Slavery and Utopia
The Wars and Dreams of an Amazonian World Transformer
In the first half of the twentieth century, a charismatic Peruvian Amazonian indigenous chief, José Carlos Amaringo Chico, played a key role in leading his people, the Ashaninka, through the chaos generated by the collapse of the rubber economy in 1910 and the subsequent pressures of colonists, missionaries, and government officials to assimilate them into the national society. Slavery and Utopia reconstructs the life and political trajectory of this leader whom the people called Tasorentsi, the name the Ashaninka give to the world-transforming gods and divine emissaries that come to this earth to aid the Ashaninka in times of crisis.

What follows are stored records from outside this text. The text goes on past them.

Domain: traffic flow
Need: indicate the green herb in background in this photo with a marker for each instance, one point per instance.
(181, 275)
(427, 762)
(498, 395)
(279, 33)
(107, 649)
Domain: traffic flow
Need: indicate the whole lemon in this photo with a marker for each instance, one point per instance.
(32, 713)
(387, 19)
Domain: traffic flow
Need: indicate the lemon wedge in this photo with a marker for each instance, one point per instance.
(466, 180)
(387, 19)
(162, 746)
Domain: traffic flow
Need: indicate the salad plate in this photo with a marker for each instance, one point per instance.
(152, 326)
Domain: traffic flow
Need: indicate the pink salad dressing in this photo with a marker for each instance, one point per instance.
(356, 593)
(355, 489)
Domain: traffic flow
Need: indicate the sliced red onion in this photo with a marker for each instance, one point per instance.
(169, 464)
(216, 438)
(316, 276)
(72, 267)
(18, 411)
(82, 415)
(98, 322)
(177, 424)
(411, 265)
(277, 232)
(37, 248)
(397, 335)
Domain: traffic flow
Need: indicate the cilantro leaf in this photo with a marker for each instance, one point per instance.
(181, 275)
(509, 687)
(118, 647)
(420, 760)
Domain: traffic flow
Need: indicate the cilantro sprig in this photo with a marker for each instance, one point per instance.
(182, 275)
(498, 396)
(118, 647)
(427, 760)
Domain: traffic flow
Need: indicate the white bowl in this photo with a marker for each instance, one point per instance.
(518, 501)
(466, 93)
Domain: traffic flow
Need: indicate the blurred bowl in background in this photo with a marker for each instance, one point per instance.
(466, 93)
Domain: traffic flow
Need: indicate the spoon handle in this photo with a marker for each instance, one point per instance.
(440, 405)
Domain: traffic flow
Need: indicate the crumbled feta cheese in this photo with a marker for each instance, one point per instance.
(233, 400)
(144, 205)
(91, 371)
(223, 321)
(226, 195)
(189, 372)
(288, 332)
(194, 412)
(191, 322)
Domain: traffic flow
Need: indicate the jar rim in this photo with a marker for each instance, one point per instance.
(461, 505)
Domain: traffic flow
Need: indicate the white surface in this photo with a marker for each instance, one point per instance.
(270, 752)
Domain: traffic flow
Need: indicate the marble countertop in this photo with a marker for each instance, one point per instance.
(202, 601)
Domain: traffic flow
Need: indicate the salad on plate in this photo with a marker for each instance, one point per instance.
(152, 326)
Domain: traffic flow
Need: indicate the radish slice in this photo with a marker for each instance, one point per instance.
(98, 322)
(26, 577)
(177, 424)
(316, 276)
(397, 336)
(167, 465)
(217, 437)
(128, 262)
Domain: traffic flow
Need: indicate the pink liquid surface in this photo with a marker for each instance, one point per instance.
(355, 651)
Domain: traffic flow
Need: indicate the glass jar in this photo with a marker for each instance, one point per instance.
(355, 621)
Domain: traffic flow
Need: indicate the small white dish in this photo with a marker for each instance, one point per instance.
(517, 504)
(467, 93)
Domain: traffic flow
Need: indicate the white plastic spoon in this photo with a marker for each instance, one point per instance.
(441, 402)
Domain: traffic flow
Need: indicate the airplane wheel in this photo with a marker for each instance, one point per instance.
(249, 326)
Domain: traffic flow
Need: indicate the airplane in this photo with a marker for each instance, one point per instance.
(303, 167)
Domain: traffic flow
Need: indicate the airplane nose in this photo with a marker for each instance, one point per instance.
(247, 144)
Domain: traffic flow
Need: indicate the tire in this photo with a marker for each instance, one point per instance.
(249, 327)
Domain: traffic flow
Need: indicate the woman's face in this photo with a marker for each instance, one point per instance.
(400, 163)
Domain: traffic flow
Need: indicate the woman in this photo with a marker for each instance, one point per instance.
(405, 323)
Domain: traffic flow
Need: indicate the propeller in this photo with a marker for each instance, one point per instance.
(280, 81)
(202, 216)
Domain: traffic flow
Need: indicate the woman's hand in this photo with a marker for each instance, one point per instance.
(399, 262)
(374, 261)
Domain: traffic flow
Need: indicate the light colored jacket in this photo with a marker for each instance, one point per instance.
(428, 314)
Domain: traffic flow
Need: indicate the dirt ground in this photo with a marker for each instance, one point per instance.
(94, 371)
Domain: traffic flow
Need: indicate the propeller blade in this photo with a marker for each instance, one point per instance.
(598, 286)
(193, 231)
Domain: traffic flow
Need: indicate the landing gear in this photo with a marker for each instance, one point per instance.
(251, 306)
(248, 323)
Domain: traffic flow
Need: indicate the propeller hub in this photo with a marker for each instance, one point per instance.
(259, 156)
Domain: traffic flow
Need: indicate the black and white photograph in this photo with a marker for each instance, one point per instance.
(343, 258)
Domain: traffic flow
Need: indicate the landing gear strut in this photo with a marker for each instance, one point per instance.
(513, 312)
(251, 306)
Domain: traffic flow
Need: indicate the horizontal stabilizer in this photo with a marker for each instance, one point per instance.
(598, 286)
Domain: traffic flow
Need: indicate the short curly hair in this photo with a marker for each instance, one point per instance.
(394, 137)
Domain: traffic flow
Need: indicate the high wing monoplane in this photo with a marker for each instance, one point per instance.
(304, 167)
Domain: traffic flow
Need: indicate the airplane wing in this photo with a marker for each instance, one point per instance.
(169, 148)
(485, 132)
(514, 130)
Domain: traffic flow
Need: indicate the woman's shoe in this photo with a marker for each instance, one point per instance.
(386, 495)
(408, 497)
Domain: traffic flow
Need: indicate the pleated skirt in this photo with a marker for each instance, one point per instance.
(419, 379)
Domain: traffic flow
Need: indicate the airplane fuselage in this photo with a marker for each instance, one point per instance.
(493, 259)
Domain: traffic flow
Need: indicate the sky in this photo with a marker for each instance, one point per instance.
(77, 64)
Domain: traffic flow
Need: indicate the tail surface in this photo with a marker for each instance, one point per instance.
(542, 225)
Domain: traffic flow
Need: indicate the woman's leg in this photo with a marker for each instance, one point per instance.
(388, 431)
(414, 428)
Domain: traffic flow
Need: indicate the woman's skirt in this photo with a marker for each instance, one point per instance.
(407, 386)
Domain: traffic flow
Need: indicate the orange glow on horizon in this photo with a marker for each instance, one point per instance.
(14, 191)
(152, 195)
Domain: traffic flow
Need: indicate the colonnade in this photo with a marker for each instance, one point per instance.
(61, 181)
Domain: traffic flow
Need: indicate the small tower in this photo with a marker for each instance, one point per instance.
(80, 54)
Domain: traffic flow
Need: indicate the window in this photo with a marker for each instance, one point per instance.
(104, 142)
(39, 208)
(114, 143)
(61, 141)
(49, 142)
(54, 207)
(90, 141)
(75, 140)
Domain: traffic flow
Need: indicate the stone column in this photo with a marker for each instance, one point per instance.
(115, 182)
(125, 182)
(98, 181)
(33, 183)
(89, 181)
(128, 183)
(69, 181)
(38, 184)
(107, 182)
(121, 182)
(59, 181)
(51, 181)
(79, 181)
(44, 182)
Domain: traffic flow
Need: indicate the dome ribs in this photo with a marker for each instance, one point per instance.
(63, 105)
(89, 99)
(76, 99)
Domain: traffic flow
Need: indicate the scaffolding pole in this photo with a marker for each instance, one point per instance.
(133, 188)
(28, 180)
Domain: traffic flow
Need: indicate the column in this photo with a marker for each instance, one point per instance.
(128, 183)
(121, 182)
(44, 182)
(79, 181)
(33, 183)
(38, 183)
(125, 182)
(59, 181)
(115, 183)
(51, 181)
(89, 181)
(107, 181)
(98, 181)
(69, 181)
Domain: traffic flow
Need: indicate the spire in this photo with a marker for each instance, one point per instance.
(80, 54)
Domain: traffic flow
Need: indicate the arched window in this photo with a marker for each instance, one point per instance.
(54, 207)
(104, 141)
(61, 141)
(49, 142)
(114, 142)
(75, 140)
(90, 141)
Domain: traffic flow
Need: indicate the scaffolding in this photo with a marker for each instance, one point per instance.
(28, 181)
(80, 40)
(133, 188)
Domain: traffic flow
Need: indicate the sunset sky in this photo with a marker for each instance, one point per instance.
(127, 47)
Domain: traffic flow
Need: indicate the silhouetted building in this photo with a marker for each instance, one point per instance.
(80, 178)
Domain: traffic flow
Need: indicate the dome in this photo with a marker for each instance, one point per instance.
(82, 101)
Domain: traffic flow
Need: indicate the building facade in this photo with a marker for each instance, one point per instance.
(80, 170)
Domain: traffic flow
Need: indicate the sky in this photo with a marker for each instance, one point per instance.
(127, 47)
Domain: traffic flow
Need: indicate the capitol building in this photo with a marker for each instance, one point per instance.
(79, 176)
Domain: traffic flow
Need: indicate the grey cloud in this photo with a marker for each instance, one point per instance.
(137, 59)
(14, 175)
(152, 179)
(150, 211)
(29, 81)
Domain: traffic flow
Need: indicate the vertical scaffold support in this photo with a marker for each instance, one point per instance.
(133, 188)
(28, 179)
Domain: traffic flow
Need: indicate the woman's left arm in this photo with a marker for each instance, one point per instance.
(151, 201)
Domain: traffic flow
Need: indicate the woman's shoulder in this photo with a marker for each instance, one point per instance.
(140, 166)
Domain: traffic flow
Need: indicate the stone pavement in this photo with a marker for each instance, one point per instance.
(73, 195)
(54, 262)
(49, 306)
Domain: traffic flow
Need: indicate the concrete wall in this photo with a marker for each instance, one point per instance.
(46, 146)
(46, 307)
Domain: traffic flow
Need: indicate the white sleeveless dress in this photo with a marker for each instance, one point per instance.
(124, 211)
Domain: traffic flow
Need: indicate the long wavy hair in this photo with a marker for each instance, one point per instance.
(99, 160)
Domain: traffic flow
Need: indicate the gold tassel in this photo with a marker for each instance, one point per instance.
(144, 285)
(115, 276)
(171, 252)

Fernando Santos-Granero follows Tasorentsi’s transformations as he evolved from being a debt-peon and quasi-slave to being a slave raider; inspirer of an Ashaninka movement against white-mestizo rubber extractors and slave traffickers; paramount chief of a multiethnic, anti-colonial, and anti-slavery uprising; and enthusiastic preacher of an indigenized version of Seventh-Day Adventist doctrine, whose world-transforming message and personal influence extended well beyond Peru’s frontiers. Drawing on an immense body of original materials ranging from archival documents and oral histories to musical recordings and visual works, Santos-Granero presents an in-depth analysis of chief Tasorentsi’s political discourse and actions. He demonstrates that, despite Tasorentsi’s constant self-reinventions, the chief never forsook his millenarian beliefs, anti-slavery discourse, or efforts to liberate his people from white-mestizo oppression. Slavery and Utopia thus convincingly refutes those who claim that the Ashaninka proclivity to messianism is an anthropological invention.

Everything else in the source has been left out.